Ethical Considerations


Certain basic ethical requirements are paramount. These are: voluntary participation and right of withdrawal at any time in assessment procedures; anonymity and confidentiality; duty of care when psychological distress may result from the procedures; feedback of results; the right to view data, the storage of which has to comply with the requirements of the Data Protection Act; and the duty of disclosure of 'psychiatric' disturbances or propensities that could be dangerous to or abusive of others.

In respect of ISA assessments a further particular ethical concern is that of keeping issues in perspective, that is, of maintaining the relative importance of the substantive issue of investigation to the overall identity characteristics of the individual, so as not to distort the significance of the investigative focus in relation to the totality of the person's identity processes.

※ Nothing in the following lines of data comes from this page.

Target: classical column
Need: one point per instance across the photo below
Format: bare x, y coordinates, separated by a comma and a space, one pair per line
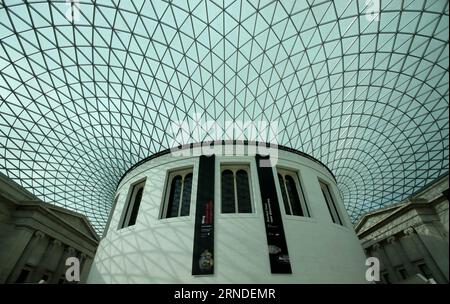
438, 275
37, 237
385, 262
44, 261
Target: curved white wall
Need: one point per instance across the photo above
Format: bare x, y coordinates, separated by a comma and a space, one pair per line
160, 250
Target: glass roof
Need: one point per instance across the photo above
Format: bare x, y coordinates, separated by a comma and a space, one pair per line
87, 89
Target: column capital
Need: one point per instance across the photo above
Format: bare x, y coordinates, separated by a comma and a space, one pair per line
408, 231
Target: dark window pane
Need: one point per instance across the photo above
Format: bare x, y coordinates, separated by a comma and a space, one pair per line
403, 273
284, 195
174, 197
186, 201
137, 202
425, 271
243, 192
293, 196
228, 192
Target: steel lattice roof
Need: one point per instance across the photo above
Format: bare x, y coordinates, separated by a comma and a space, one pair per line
89, 89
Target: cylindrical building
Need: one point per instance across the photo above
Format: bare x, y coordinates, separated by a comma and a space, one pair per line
232, 217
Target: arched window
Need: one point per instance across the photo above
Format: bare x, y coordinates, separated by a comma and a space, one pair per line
235, 189
175, 195
132, 207
243, 192
178, 198
292, 194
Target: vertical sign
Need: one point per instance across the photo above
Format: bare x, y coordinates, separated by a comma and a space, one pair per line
203, 253
276, 240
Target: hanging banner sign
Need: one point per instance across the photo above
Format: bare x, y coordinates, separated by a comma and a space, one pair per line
276, 240
203, 253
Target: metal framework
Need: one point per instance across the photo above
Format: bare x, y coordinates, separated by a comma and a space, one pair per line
87, 89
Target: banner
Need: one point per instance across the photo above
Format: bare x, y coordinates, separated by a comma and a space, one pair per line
276, 240
203, 253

In response to a professional expert witness called upon to assess psychological harm following disfiguring accidents, the following observations were made:

"I well understand that the Court is not interested in the person's identity processes in general that are not associated with the accident. However, my point was that a person's identity processes prior to the accident may well have a bearing on how the experience of the accident and its consequences was processed by the client. Additionally, the empirical estimates of the ISA parameters automatically become suspect if the identity instrument is overwhelmed by content that relates only to the one identity issue (the accident). In other words, the credibility of the ISA results becomes undermined. Now, I do think that these are serious ethical issues."